DBS was last month named the world's best bank by Global Finance magazine, making it a first for an Asian or Singapore bank. Global Finance has also called DBS Asia's safest bank since 2009.
The ongoing crises in Turkey and Argentina have unnerved investors, prompting them to remain on the sidelines.
Santosh Bukitgar, Credit Suisse private banking, emerging markets fixed-income analyst, said the lack of liquidity and trade volumes in August is evidence of this. The local bond market has only had S$13 billion in issuances so far this year, down 23 per cent.
Financials (52.5 per cent of amount issued) and government sectors (42.3 per cent) have dominated with higher-than-normal issue size.
Quality SGD bonds issued by sovereign issuers during late H1 and early H2 attracted keen interest and were priced, in Credit Suisse's view, on the more expensive end for their tenure.
"The bonds issued by local banks have provided relatively better yields for yield-starved SGD investors. These banks have good international brand and presence, making their bonds more palatable for foreign institutional and retail clients," said Mr Bukitgar.
Devinda Paranthanthri, UBS global wealth management, Asian credit strategist, said bank debt provides investors with a better yield pick-up than senior bonds, while remaining invested in a high-quality financial issuer.
"Singapore banks' fundamentals have been improving, with decent loan growth, sound capital levels and improving asset quality. It is thus unsurprising to see strong demand for AT1 issues by the banks."

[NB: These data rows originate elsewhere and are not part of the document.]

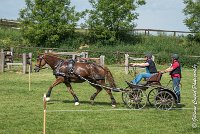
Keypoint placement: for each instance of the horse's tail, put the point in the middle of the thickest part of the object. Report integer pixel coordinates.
(110, 78)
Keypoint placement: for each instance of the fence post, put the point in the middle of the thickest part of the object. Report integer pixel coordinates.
(102, 58)
(2, 61)
(153, 58)
(24, 63)
(126, 63)
(30, 61)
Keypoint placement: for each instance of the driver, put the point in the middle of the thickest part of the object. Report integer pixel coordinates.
(150, 69)
(175, 72)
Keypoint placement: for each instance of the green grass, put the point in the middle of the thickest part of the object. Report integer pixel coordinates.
(21, 110)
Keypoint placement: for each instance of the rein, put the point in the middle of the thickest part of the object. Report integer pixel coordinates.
(95, 84)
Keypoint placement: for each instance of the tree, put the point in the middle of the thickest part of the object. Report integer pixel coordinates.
(192, 11)
(112, 19)
(48, 22)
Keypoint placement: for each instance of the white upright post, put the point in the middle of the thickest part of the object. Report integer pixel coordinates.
(102, 58)
(126, 63)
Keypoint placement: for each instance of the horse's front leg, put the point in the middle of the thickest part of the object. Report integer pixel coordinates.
(58, 81)
(69, 87)
(99, 89)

Ang Chung Yuh, iFast senior fixed-income analyst, said: "Our observation is that the strong demand is probably due to the combination of a dearth of SGD issuances in the past few months that provide acceptable yields with good credit quality, and weaker investor sentiment toward speculative credits."
He noted the subdued reception for Perennial Real Estate Holdings' S$180 million two-year 5.95 per cent issue sold last month. After the books closed, there were said to be around S$200 million - a rather weak figure, especially considering that insiders accounted for 26.4 per cent of the issue size, subsequently upsized to S$180 million, said Mr Ang.